I have a very basic question about bedtools and bedops. Can I use these tools to filter all the regions where the score is higher (or lower) than a given value?
For example, let's say that I have a BED file like the following:
chr7 127471196 127472363 Pos1 12 + 127471196 127472363 255,0,0
chr7 127472363 127473530 Pos2 200 + 127472363 127473530 255,0,0
chr7 127473530 127474697 Pos3 120 + 127473530 127474697 255,0,0
chr7 127474697 127475864 Pos4 54 + 127474697 127475864 255,0,0
chr7 127475864 127477031 Neg1 2 - 127475864 127477031 0,0,255
chr7 127477031 127478198 Neg2 15 - 127477031 127478198 0,0,255
chr7 127478198 127479365 Neg3 25 - 127478198 127479365 0,0,255
chr7 127479365 127480532 Pos5 2 + 127479365 127480532 255,0,0
chr7 127480532 127481699 Neg4 9 - 127480532 127481699 0,0,255
According to the BED format's specs, the fifth column contains a score, between 0 and 1000 (alternatively, in the bedGraph format the score is on the 4th position). If I want to get all the regions that have a score higher than 20, for example, I can do an awk search:
$: awk '$5 > 20 {print}' mybedfile.bed
However, in order to use awk, I have to keep the BED file in a uncompressed format. It would be much better if I could use the .starch format in Bedops, or if I could combine any Bedops/Bedtools operation with the score search (e.g. get all scores that overlap a region and are higher than a value).
I don't get it, why can't you just do: zcat file.bed.gz | awk '$5 > 20 {print}' |bgzip -c > out.gz
mainly two reasons: 1) I want to try the .starch format in BEDOPS, without having to decompress every time; 2) I wonder why there are options to calculate the mean, max scores for a region without having to decompress the file, and not for getting values higher than a threshold.
It seems that the program merely calls burrows-wheeler zip or normal gzip. So internally it will decompress. For 2) I would use tabix indexed files and iterate over regions. I am not familiar enough with bedops to know whether it can do that.

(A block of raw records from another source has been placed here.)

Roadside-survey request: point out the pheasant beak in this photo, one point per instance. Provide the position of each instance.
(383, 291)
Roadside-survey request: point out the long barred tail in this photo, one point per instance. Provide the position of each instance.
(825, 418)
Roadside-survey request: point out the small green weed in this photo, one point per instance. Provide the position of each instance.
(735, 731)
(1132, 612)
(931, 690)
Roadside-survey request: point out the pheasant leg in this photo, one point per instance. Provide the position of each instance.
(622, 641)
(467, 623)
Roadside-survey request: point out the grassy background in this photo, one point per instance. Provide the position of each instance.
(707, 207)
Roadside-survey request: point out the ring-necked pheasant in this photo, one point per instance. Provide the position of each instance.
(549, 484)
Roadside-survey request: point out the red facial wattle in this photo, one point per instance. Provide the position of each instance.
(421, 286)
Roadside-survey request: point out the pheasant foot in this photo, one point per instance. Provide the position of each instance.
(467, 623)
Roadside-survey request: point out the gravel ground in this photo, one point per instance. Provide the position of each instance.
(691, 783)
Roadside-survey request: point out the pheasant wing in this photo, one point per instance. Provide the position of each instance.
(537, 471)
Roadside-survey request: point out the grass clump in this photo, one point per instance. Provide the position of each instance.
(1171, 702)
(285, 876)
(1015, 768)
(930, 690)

We actually do quite a bit better than other algorithms by first pre-processing the BED data before compression:
We also offer per-chromosome indexing with the
--chrom
operator. I am working on modifying our Starch format that would extend our chromosome-indexing approach to support querying regions, but it remains to be seen whether this can be done without sacrificing too much of the compression efficiency improvements in the Starch approach.Part of the cost of pre-processing means having to re-process on extraction. Querying regions may require some overhead to store "signposts" that allow reconstruction of the original data without starting from the front end of each per-chromosome data stream. (Or we skip pre-processing and just naively compress sorted BED data, but that's not as interesting a problem.)